Even with a large heap size, after a portal instance has been running under
moderate load for a few days, most of the heap appears to be used because of the
lazy nature of the GC. The GC performs full garbage collections until the resident
set size (RSS) reaches approximately 85 percent of the total heap space; at that point
the garbage collections can have a measurable impact on performance.
For example, on a 900 MHz UltraSPARCIII™, a full GC on a 2 GB heap can take
over ten seconds. During that period of time, the system is unavailable to respond
to web requests. During a reliability test, full GCs are clearly visible as spikes in the
response time. You must understand the impact on performance and the frequency
of full GCs. In production, full GCs go unnoticed most of the time, but any
monitoring scripts that measure the performance of the system need to account for
the possibility that a full GC might occur.
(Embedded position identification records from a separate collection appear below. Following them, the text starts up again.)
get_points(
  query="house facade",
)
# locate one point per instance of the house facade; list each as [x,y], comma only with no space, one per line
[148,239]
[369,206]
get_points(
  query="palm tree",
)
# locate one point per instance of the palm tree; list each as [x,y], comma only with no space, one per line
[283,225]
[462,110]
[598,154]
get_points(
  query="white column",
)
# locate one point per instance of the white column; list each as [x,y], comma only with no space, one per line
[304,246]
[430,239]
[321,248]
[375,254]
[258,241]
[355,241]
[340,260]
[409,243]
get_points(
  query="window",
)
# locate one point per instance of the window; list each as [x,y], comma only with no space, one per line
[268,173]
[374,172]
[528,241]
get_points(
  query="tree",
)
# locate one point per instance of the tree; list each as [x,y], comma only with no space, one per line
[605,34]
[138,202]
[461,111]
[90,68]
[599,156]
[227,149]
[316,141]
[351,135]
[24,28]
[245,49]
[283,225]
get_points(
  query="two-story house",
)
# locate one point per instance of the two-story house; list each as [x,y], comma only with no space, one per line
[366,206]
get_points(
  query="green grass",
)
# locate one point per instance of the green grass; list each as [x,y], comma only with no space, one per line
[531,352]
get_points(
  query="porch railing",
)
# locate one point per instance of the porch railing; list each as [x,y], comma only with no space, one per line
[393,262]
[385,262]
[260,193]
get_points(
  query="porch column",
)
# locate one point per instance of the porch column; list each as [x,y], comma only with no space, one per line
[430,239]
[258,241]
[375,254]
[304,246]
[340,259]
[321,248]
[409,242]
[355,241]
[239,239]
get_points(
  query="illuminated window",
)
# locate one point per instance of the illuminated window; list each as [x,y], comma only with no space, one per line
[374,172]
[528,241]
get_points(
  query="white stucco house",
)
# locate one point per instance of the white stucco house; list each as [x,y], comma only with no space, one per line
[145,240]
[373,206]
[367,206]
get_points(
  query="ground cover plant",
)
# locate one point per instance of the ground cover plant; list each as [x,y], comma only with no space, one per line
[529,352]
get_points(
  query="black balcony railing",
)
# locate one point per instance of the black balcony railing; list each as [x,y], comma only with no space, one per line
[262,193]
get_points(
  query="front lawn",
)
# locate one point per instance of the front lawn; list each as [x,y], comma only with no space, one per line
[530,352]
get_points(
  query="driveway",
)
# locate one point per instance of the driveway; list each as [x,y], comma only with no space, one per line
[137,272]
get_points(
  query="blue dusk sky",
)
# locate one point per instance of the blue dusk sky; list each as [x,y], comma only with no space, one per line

Measuring the frequency of full GCs is sometimes the only way to determine if the
system has a memory leak. Conduct an analysis that shows the expected frequency
(of a baseline system) and compare that to the observed rate of full GCs. To record
the frequency of GCs, use the
vebose:gc JVM™ parameter.
CPU Utilization
When deployed using the building module concept (as described in Chapter 5,
“Creating Your Portal Design”), Portal Server has a capable, scalable CPU
architecture that also degrades gracefully under high loads.
However, when monitoring a production site, track CPU utilization over time.
Load usually comes in spikes and keeping ahead of spikes involves a careful
assessment of availability capabilities.
Most organizations find that portal sites are “sticky” in nature. This means that site
usage grows over time, even when the size of the user community is fixed, as users
become more comfortable with the site. When the size of the user community also
grows over time a successful portal site can see a substantial growth in the CPU
requirements over a short period of time.
When monitoring a portal server’s CPU utilization, determine the average page
latency during peak load and how that differs from the average latency.